If you’d like to see what 10 years of hard work looks like, we’ve got it right here. For a decade, a group of astronomers has worked to complete what you see here, a screenshot of the 2MASS Redshift Survey (2MRS), which attempts to map out our entire known galaxy in 3D space. Extending to a distance of 380 million light-years, this new study uses infrared technology and ‘redshifts’ to determine the distance of more than 43,000 galaxies, covering 95 percent of our sky. The only thing we can’t yet see are the galaxies hidden behind our own Milky Way galaxy, which blocks our view. The black band in the middle of the above image represents everything currently blocked by the Milky Way.
To get this 3D image of the universe, a team led by John Huchra spent the last decade taking a detailed 2D view of the universe, called the “Two-Micron All-Sky Survey” (2MASS), and mapping all of the galaxies out in 3D space by scanning the entire sky in three near-infrared wavelength bands.
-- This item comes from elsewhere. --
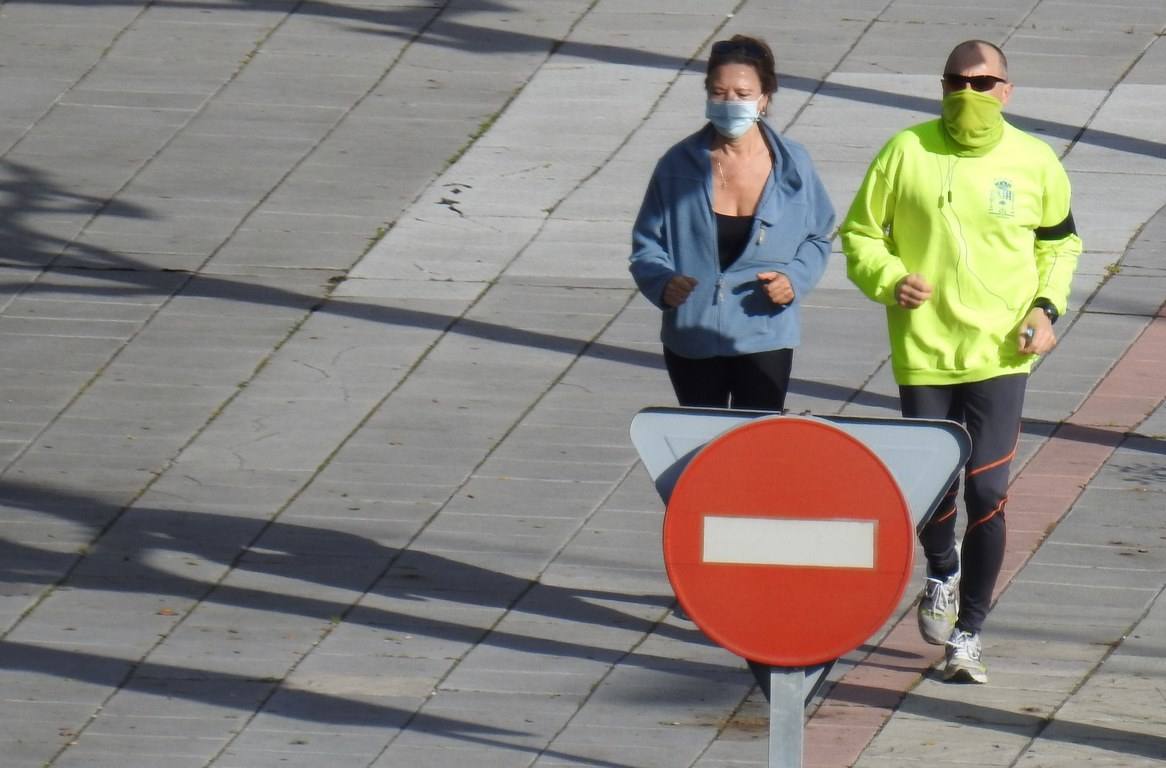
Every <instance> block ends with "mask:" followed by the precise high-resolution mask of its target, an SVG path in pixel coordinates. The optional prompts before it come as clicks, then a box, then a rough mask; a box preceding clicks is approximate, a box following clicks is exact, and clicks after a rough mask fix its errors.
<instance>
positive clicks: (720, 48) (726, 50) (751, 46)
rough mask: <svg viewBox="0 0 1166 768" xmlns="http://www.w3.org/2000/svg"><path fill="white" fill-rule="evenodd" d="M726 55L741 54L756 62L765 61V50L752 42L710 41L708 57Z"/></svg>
mask: <svg viewBox="0 0 1166 768" xmlns="http://www.w3.org/2000/svg"><path fill="white" fill-rule="evenodd" d="M726 56H743V57H745V58H749V59H752V61H756V62H764V61H765V51H764V50H761V49H760V48H759V47H758V45H754V44H753V43H745V42H738V41H733V40H718V41H717V42H715V43H712V51H711V52H710V55H709V58H724V57H726Z"/></svg>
According to the Harvard-Smithsonian release, “near-infrared light penetrates intervening dust better than visible light, allowing astronomers to see more of the sky.”
Sadly, Huchra did not live to see his work completed. The final observations were finished shortly after Huchra’s death in October 2010.
Still, for the Star Trek geeks out there, keep this in mind. In all of Star Trek, humanity never finishes exploring even a quarter of our own galaxy (the alpha quadrant). One can only imagine how much there is to see and how many strange and new things exist in 43,000 of them.